Con riferimento al caso in questione la Corte di appello, lungi dal dimostrare la partecipazione diretta, sebbene anche non materiale, della (OMISSIS) all’episodio di violazione dei sigilli a lei addebitato, ha, viceversa, valorizzato, ai fini della affermazione della penale responsabilita’ di questa, il fatto che la medesima, sulla quale incombeva il dovere di impedire l’evento, non sia stata in grado di fornire la prova del caso fortuito o della forza maggiore che le avrebbero impedito di svolgere appieno il dovere di vigilanza e custodia su di lei incombente.
Una siffatta motivazione, ad avviso del Collegio si pone, pero’, in aperto contrasto con il riportato, e pienamente condiviso, orientamento giurisprudenziale in forza del quale, ove non si voglia in sostanza procedere ad una sostanziale intepretatio abrogans dell’articolo 350 cod. pen., ai fini della integrazione del reato di violazione dei sigilli ad opera del custode del bene staggito, non e’ sufficiente che questi, per negligenza o trascuratezza, abbia omesso di esercitare la opportuna vigilanza sul bene, in tal modo trascurando il dovere su di lui gravante di impedire l’evento (violazione che trova la sua sanzione non a livello penale ma a livello di illecito amministrativo secondo i termini di cui all’articolo 350 cod. pen.), ma e’ necessario, laddove la violazione non sia immediatamente attribuibile alla sua materiale condotta, che egli abbia comunque positivamente cooperato, sia pure attraverso una mera opera di consapevole agevolazione, con coloro i quali hanno effettivamente e personalmente provveduto alla immutatio loci.
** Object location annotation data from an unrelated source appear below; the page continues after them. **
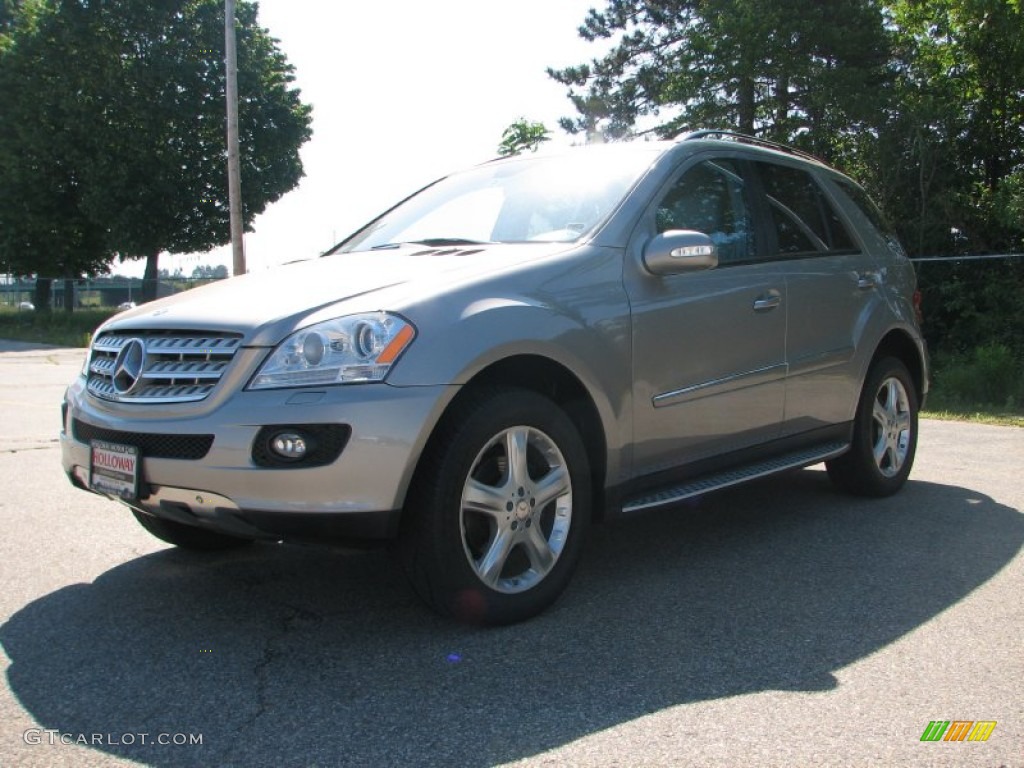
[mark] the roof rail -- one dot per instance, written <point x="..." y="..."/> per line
<point x="744" y="138"/>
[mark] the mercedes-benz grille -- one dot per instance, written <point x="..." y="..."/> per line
<point x="159" y="367"/>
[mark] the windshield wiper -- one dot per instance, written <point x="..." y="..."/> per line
<point x="434" y="243"/>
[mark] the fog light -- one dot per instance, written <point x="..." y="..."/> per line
<point x="289" y="445"/>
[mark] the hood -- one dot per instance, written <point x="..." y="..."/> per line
<point x="263" y="306"/>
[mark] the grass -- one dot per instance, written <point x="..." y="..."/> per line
<point x="59" y="328"/>
<point x="954" y="394"/>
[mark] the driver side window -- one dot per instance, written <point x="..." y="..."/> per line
<point x="710" y="198"/>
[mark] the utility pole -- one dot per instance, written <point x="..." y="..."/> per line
<point x="233" y="169"/>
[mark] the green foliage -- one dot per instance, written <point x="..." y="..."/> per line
<point x="113" y="138"/>
<point x="989" y="376"/>
<point x="780" y="68"/>
<point x="59" y="328"/>
<point x="522" y="135"/>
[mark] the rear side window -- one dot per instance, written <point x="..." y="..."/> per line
<point x="803" y="218"/>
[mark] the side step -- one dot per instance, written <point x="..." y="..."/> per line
<point x="725" y="478"/>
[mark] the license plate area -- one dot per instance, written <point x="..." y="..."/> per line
<point x="114" y="469"/>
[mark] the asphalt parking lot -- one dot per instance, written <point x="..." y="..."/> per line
<point x="774" y="625"/>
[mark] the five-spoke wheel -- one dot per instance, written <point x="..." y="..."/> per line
<point x="499" y="508"/>
<point x="885" y="433"/>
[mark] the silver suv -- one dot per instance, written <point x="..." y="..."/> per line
<point x="511" y="353"/>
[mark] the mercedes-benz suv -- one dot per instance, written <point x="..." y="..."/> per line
<point x="513" y="352"/>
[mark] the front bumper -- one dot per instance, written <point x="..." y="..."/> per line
<point x="358" y="495"/>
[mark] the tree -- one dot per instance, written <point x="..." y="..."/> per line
<point x="44" y="227"/>
<point x="778" y="68"/>
<point x="522" y="135"/>
<point x="135" y="114"/>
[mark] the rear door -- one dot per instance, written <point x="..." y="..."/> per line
<point x="832" y="290"/>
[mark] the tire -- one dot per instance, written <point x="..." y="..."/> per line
<point x="499" y="509"/>
<point x="885" y="434"/>
<point x="188" y="537"/>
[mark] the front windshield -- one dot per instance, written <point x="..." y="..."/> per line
<point x="528" y="199"/>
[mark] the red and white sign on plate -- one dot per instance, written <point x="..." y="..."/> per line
<point x="114" y="469"/>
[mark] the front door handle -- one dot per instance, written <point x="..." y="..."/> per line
<point x="866" y="281"/>
<point x="767" y="301"/>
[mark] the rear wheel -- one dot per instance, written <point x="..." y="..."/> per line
<point x="885" y="434"/>
<point x="499" y="509"/>
<point x="187" y="537"/>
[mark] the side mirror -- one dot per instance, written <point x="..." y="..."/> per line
<point x="679" y="251"/>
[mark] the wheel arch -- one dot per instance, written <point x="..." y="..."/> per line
<point x="557" y="383"/>
<point x="901" y="345"/>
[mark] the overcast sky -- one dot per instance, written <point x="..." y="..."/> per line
<point x="402" y="92"/>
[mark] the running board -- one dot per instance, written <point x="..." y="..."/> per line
<point x="725" y="478"/>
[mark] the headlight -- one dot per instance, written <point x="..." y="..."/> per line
<point x="357" y="348"/>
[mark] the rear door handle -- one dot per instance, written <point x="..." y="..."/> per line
<point x="767" y="301"/>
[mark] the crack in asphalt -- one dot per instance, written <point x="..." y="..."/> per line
<point x="293" y="619"/>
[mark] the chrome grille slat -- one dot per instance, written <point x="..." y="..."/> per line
<point x="179" y="367"/>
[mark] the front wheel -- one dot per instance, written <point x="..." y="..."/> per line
<point x="499" y="509"/>
<point x="885" y="434"/>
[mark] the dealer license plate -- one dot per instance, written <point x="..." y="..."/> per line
<point x="114" y="469"/>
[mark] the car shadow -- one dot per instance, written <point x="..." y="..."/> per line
<point x="284" y="654"/>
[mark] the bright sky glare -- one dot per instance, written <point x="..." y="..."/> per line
<point x="402" y="92"/>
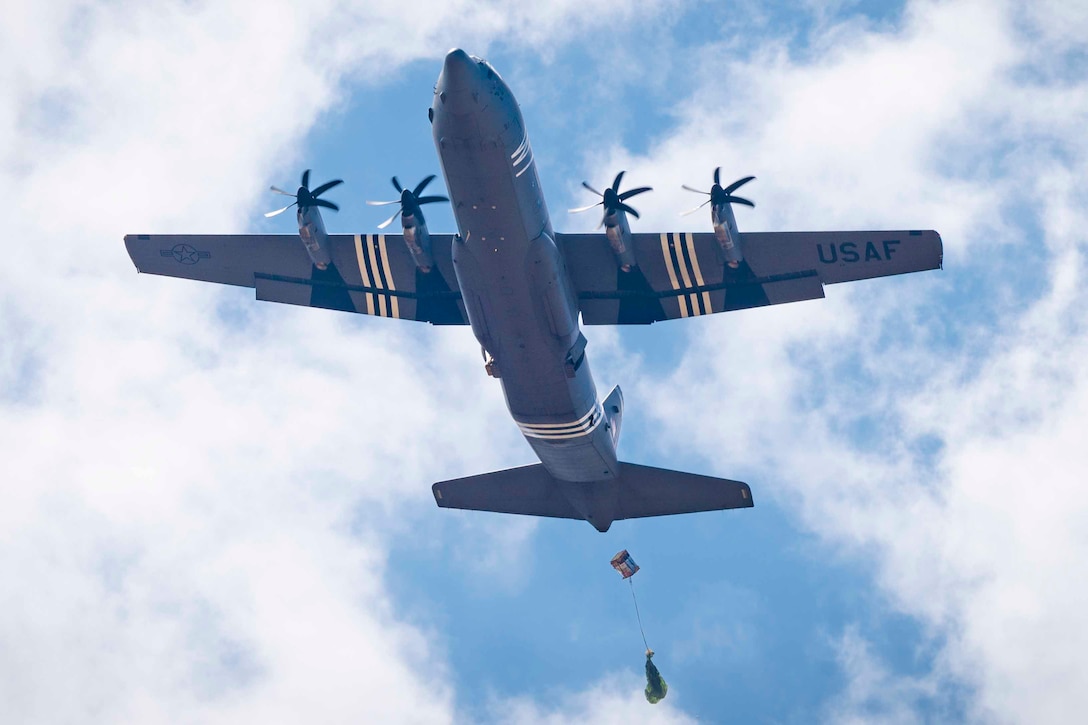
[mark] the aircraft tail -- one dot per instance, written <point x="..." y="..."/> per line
<point x="640" y="491"/>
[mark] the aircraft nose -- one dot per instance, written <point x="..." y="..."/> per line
<point x="458" y="72"/>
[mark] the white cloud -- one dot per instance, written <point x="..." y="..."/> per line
<point x="938" y="432"/>
<point x="617" y="699"/>
<point x="197" y="501"/>
<point x="874" y="695"/>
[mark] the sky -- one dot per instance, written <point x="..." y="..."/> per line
<point x="213" y="510"/>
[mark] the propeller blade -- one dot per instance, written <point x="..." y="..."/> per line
<point x="324" y="187"/>
<point x="737" y="184"/>
<point x="691" y="211"/>
<point x="420" y="186"/>
<point x="634" y="192"/>
<point x="390" y="220"/>
<point x="737" y="199"/>
<point x="591" y="188"/>
<point x="575" y="211"/>
<point x="279" y="211"/>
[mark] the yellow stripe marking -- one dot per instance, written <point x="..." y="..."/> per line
<point x="394" y="302"/>
<point x="683" y="274"/>
<point x="378" y="280"/>
<point x="699" y="272"/>
<point x="672" y="274"/>
<point x="362" y="272"/>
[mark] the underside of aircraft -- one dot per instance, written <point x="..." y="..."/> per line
<point x="526" y="291"/>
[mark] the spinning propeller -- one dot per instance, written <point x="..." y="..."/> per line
<point x="612" y="199"/>
<point x="307" y="198"/>
<point x="719" y="195"/>
<point x="410" y="200"/>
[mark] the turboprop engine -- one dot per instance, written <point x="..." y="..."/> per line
<point x="721" y="216"/>
<point x="417" y="238"/>
<point x="311" y="228"/>
<point x="617" y="229"/>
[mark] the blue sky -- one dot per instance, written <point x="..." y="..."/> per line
<point x="208" y="524"/>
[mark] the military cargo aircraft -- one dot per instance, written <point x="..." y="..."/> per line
<point x="526" y="290"/>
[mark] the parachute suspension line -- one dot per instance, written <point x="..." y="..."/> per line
<point x="639" y="616"/>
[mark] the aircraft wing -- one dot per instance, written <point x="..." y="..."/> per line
<point x="683" y="274"/>
<point x="371" y="273"/>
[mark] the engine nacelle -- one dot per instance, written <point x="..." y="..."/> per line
<point x="311" y="230"/>
<point x="619" y="238"/>
<point x="725" y="232"/>
<point x="418" y="241"/>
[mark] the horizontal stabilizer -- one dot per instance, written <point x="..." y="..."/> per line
<point x="640" y="491"/>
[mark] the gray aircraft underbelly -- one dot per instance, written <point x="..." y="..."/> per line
<point x="516" y="289"/>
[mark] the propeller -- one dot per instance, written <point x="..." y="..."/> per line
<point x="612" y="199"/>
<point x="410" y="200"/>
<point x="719" y="195"/>
<point x="307" y="198"/>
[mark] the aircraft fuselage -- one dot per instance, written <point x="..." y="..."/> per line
<point x="512" y="277"/>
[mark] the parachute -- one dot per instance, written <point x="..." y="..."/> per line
<point x="656" y="688"/>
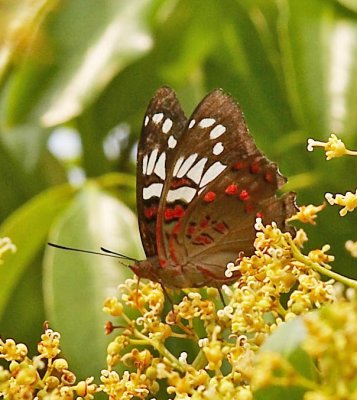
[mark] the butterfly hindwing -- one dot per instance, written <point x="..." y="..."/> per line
<point x="218" y="184"/>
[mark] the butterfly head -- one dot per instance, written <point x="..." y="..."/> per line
<point x="146" y="268"/>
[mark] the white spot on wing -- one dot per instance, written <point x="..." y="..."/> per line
<point x="152" y="161"/>
<point x="184" y="193"/>
<point x="192" y="124"/>
<point x="218" y="148"/>
<point x="217" y="131"/>
<point x="167" y="125"/>
<point x="154" y="190"/>
<point x="178" y="165"/>
<point x="195" y="173"/>
<point x="156" y="118"/>
<point x="213" y="171"/>
<point x="145" y="163"/>
<point x="160" y="169"/>
<point x="206" y="122"/>
<point x="186" y="165"/>
<point x="172" y="142"/>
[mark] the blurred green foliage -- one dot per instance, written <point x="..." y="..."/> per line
<point x="90" y="67"/>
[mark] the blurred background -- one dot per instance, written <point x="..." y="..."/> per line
<point x="75" y="80"/>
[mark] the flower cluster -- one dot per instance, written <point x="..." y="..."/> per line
<point x="336" y="148"/>
<point x="228" y="335"/>
<point x="45" y="376"/>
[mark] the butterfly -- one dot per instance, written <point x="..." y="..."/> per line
<point x="201" y="184"/>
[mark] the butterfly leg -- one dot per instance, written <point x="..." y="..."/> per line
<point x="168" y="297"/>
<point x="221" y="296"/>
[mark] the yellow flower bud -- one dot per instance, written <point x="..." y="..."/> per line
<point x="26" y="375"/>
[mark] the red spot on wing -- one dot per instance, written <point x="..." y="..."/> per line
<point x="269" y="176"/>
<point x="255" y="167"/>
<point x="203" y="240"/>
<point x="249" y="208"/>
<point x="231" y="190"/>
<point x="191" y="228"/>
<point x="172" y="241"/>
<point x="204" y="223"/>
<point x="174" y="213"/>
<point x="244" y="195"/>
<point x="150" y="212"/>
<point x="221" y="227"/>
<point x="209" y="197"/>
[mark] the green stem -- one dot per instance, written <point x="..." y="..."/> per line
<point x="322" y="270"/>
<point x="200" y="361"/>
<point x="161" y="349"/>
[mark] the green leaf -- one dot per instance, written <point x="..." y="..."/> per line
<point x="286" y="340"/>
<point x="28" y="227"/>
<point x="76" y="285"/>
<point x="91" y="43"/>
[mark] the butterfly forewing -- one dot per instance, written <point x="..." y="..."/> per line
<point x="163" y="124"/>
<point x="218" y="184"/>
<point x="201" y="184"/>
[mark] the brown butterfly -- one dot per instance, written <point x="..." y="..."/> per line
<point x="201" y="183"/>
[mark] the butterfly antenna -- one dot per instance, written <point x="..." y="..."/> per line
<point x="106" y="254"/>
<point x="119" y="255"/>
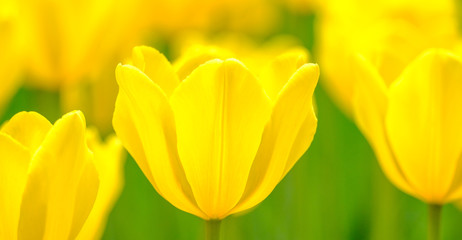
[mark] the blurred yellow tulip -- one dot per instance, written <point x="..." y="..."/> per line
<point x="10" y="54"/>
<point x="256" y="17"/>
<point x="68" y="41"/>
<point x="414" y="125"/>
<point x="390" y="34"/>
<point x="53" y="185"/>
<point x="215" y="143"/>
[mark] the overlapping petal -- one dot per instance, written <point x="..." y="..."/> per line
<point x="286" y="137"/>
<point x="220" y="113"/>
<point x="144" y="122"/>
<point x="62" y="183"/>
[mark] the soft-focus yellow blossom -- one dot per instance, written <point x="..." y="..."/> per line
<point x="51" y="180"/>
<point x="389" y="34"/>
<point x="414" y="125"/>
<point x="95" y="98"/>
<point x="214" y="143"/>
<point x="68" y="41"/>
<point x="249" y="16"/>
<point x="10" y="54"/>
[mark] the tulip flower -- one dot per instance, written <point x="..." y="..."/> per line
<point x="10" y="57"/>
<point x="52" y="183"/>
<point x="414" y="126"/>
<point x="219" y="141"/>
<point x="71" y="41"/>
<point x="390" y="34"/>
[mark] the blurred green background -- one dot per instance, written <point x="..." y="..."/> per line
<point x="335" y="191"/>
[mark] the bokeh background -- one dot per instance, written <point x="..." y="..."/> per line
<point x="335" y="191"/>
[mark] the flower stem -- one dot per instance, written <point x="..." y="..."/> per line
<point x="212" y="229"/>
<point x="434" y="217"/>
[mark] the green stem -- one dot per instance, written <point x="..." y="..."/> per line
<point x="434" y="217"/>
<point x="212" y="229"/>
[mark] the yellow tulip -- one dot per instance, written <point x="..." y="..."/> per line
<point x="390" y="34"/>
<point x="250" y="16"/>
<point x="414" y="127"/>
<point x="109" y="158"/>
<point x="70" y="41"/>
<point x="52" y="183"/>
<point x="214" y="143"/>
<point x="414" y="124"/>
<point x="254" y="55"/>
<point x="10" y="56"/>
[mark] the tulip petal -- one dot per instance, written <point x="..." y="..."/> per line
<point x="109" y="159"/>
<point x="370" y="104"/>
<point x="61" y="185"/>
<point x="14" y="162"/>
<point x="143" y="120"/>
<point x="424" y="122"/>
<point x="287" y="136"/>
<point x="280" y="70"/>
<point x="220" y="113"/>
<point x="156" y="67"/>
<point x="197" y="55"/>
<point x="28" y="128"/>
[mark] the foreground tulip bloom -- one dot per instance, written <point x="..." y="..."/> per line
<point x="215" y="143"/>
<point x="414" y="126"/>
<point x="51" y="180"/>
Nulla avendo, in tal senso, addotto a livello dimostrativo la Corte di appello con la sentenza impugnata, quest’ultima, in accoglimento della censura formulata dalla ricorrente, deve essere annullata, con assorbimento dei residui motivi di impugnazione.
Non vi e’ luogo all’annullamento con rinvio della sentenza impugnata posto che – non sussistendo gli elementi per la affermazione della evidenza della mancanza di responsabilita’ della imputata rispetto al fatto a lei addebitato – in ragione del tempo trascorso dal momento in cui esso si e’ verificato, il reato contestato e’ sicuramente ad oggi estinto essendo ampiamente decorso il termine per la sua prescrizione.
P.Q.M.
Annulla la sentenza impugnata senza rinvio per essere il reato estinto per prescrizione.